Очень часто я вспоминаю Хельсинки. Кажется, не записана еще история моего знакомства с карикатуристом Бидструпом и бородатым профессором, итальянцем Петручио, который выводил детей в колбе.
Потом мне хотелось бы записать о Всеволоде Никаноровиче Иванове подробнее, о встрече с Федором Николаевичем Петровым и кое-какие кусочки по Блюхеру и Постышеву.
* * *
1963 год
…Твардовский рассказывал, что до зрелости уже, особенно летом, ему неудобно ходить в теплый сортир. Это с деревни.
«Отец в город переехал, приказчиком. Привезли и поселили нас в доме, не свободном от постоя, — там в нашей комнате еще четверо солдат жило.
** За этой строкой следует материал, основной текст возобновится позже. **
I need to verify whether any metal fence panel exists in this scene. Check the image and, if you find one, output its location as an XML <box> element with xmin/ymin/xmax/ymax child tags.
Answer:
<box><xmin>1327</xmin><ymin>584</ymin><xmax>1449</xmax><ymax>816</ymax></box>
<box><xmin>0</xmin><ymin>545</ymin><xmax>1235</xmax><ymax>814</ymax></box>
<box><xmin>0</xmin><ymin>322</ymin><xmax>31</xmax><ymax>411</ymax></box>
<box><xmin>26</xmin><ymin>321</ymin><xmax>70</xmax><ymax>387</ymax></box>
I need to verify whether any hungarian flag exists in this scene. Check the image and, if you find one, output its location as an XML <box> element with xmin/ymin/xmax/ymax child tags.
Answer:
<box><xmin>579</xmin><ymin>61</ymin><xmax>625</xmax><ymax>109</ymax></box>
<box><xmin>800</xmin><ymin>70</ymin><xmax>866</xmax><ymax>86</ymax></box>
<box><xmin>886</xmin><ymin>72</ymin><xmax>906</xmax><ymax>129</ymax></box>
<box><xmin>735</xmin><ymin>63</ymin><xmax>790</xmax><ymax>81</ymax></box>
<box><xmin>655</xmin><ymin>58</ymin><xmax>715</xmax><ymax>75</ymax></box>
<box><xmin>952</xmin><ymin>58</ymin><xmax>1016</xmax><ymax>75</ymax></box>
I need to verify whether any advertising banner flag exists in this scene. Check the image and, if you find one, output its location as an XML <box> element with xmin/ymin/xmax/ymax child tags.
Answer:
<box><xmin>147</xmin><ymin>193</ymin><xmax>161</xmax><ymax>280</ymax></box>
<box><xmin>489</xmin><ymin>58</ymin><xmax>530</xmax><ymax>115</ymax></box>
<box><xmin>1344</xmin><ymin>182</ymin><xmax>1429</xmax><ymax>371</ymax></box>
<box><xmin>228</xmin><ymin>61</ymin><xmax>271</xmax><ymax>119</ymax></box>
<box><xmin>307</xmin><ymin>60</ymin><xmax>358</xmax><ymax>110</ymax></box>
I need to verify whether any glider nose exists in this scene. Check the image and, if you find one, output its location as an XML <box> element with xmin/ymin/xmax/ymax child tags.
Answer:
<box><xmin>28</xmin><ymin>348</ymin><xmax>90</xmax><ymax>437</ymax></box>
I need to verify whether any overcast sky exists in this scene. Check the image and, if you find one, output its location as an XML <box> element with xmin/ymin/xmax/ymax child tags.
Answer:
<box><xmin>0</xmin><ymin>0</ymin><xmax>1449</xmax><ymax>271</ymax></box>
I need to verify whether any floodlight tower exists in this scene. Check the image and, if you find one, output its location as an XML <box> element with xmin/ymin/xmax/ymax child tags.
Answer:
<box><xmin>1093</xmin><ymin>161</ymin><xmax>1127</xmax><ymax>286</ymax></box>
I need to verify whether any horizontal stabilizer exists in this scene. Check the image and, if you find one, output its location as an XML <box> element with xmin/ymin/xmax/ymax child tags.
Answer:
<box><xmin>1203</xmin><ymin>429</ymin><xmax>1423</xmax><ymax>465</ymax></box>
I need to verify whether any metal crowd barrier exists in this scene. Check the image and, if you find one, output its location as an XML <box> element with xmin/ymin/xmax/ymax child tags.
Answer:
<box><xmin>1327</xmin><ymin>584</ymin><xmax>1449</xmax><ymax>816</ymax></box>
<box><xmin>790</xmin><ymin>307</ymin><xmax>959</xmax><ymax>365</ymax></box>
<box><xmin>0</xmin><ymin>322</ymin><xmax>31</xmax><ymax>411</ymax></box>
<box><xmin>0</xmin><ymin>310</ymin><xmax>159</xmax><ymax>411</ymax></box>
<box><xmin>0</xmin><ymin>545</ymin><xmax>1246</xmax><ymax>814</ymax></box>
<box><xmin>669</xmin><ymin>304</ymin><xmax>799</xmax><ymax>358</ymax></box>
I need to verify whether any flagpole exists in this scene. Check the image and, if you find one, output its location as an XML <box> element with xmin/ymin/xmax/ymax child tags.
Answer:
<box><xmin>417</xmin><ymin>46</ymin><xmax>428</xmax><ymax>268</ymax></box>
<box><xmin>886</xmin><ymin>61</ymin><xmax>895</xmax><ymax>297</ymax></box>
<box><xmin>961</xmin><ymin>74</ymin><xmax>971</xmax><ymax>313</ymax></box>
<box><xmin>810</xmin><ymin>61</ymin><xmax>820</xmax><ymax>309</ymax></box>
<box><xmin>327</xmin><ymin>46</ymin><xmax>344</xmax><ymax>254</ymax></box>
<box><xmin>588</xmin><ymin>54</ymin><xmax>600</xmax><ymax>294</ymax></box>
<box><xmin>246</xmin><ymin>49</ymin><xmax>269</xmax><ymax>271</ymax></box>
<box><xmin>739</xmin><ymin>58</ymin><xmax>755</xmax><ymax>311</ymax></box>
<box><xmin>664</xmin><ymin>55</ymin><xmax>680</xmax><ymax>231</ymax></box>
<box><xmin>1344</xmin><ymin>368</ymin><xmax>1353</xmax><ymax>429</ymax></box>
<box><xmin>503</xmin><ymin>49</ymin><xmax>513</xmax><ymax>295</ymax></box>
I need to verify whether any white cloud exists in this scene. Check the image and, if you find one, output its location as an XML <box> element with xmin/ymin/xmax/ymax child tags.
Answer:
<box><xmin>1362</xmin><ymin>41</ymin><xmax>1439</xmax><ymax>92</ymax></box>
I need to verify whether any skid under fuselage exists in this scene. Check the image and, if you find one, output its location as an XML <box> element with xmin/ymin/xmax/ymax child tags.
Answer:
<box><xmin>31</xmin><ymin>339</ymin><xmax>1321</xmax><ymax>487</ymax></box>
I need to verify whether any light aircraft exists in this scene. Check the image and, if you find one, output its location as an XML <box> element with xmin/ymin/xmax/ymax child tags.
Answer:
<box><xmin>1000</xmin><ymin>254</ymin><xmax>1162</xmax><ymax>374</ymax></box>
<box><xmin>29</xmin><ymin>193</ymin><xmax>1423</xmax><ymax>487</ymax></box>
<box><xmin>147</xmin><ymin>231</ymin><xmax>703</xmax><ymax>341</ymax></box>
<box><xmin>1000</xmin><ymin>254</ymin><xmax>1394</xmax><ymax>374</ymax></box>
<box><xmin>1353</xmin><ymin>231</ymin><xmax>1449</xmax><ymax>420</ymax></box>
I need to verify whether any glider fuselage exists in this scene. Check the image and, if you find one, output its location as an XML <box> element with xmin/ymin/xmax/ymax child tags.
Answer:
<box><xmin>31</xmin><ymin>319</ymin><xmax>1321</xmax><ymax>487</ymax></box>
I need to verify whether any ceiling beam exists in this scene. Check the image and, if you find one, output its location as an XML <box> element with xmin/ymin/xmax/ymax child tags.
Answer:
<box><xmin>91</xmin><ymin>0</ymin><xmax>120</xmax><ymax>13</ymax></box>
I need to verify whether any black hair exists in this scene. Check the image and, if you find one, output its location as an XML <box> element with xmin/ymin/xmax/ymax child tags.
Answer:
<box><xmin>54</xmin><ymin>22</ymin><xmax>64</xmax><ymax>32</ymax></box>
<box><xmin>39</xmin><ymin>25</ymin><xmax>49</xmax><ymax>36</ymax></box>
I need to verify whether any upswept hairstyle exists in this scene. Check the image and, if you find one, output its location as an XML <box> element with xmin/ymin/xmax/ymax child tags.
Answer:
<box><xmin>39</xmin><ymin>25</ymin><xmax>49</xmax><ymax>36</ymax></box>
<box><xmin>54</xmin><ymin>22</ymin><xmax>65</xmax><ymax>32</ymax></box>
Им ведро горохового супа принесли, они на ночь его махнули, и очень запах был.
А я мучался, не знал куда сходить, — в деревне-то до седьмого венца бегали, за плетень, а тут кругом народ. Мужики, столяры во дворе работали, спросили меня, когда я застенчиво рыскал по двору, — мол, по нужде? А я смущался очень, сказал, что нет, убежал домой. А потом на лавочке сидел — сидел и обделался.
Отец у меня умным был человеком, между прочим с вечера всегда после праздника оставлял себе на донышке поправиться. Поправился — и больше ничего в рот не брал, работал, графа Фортенбрасса читал, но деревня есть деревня.
У нас, если кто поедет по селу, так вся деревня в окна: Кто поехал? К кому? Зачем? А-а, у него тетка хворает? Болотами ли поехал или в объезд — на целый день событие.
Поэтому и отца вдруг прорвет, и он начинает рассказывать, веря в это, — как его вызвали ночью пристяжную подковать, он начал подковывать, а это не пристяжная, а утопшая с пьяни поповна. А извозчик мне после в фартук насыпал горсть (поначалу-то, когда попадью увидал в обличье лошади, у меня все внутри ЗАНЫЛО, но работу начал) монет. Уехал, я глянь в фартук-то, а там — конские кругляшки».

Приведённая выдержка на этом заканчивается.